Virginia Lawyers Weekly//August 7, 2023//
Where a woman failed to exhaust her administrative remedies before filing suit for injuries alleged suffered in an auto accident involving a government employee, her suit was dismissed.
Background
This case arises out of injuries Cristina Campos suffered when an employee of the Department of Homeland Security and the United States Secret Service rear-ended plaintiff’s vehicle. The government has moved to dismiss for lack of subject matter jurisdiction.
Analysis
The Federal Tort Claims Act, or FTCA, “bars claimants from bringing suit in federal court until they have exhausted their administrative remedies.” The mandate in 28 U.S.C. § 2675(a) that claimants file an administrative claim “is jurisdictional and may not be waived.” Accordingly, to present a personal injury claim to an agency under the FTCA, (1) “the claimant must present it to the agency in writing by means of an SF 95 or an equivalent” and (2) “the writing must include a claim for money damages in a sum certain.” This must be done within two years of the accident.
In this case, while plaintiff submitted an SF 95 to the Secret Service, she failed to identify any sum certain for her personal injury claim, instead stating that such amount was “[n]ot available at the moment” — notwithstanding the warnings on the SF 95 that plaintiff was risking forfeiture of her rights by failing to identify a sum certain of her claimed damages.
Plaintiff argues that she “was incapable of knowing the extent of her personal injury damages” at the time she submitted the form, given the “recency of her accident.” But the Fourth Circuit has found such arguments unavailing, holding that it “overlooks the flexibility provided by the FTCA in giving claimants ample opportunity to amend their claims as the evidence develops.”
Next, plaintiff argues that the relevant regulations do not require the sum certain to be specifically included in the SF 95, but instead the claim with a sum certain can be presented in “an executed Standard Form 95 or other written notification of an accident.” Here, plaintiff argues, she not only filed the SF 95 with the Secret Service but also filed the civil complaint in this court in which she specified a “sum certain on the value of her personal injury claim: $1,000,000.” And that filing was within two years of the underlying accident.
This argument fails for several reasons.

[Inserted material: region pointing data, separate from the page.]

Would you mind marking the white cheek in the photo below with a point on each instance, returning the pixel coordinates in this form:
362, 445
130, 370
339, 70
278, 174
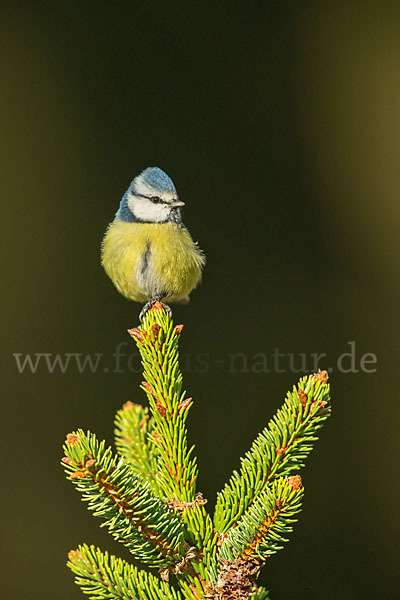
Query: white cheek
145, 210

First, the Supreme Court has clearly held that “[t]he FTCA bars claimants from bringing suit in federal court until they have exhausted their administrative remedies,” and when a claimant “fail[s] to heed that clear statutory command,” the district court properly dismissed the suit. Second, even if were possible to put an agency on notice of a sum certain for a claim by reference to a filed complaint, the record in this case demonstrates that plaintiff served the government more than two years after the accident.
Finally, plaintiff argues that the Secret Service Chief Counsel’s letter to her prior lawyer “dictated the terms for the filing of a proper administrative claim against the federal government.” Not so. Nothing in the letter would give the reader any “reasonable assumption” that the Chief Counsel was shouldering a duty to monitor dockets proactively for filings against his agency and relieve claimants like plaintiff of the duty to notify and present their claims to the agency.
Defendant’s motion to dismiss granted.
Campos v. United States of America, Case No. 3:22-cv-00059, July 18, 2023. WDVA at Charlottesville (Moon). VLW 023-3-397. 11 pp.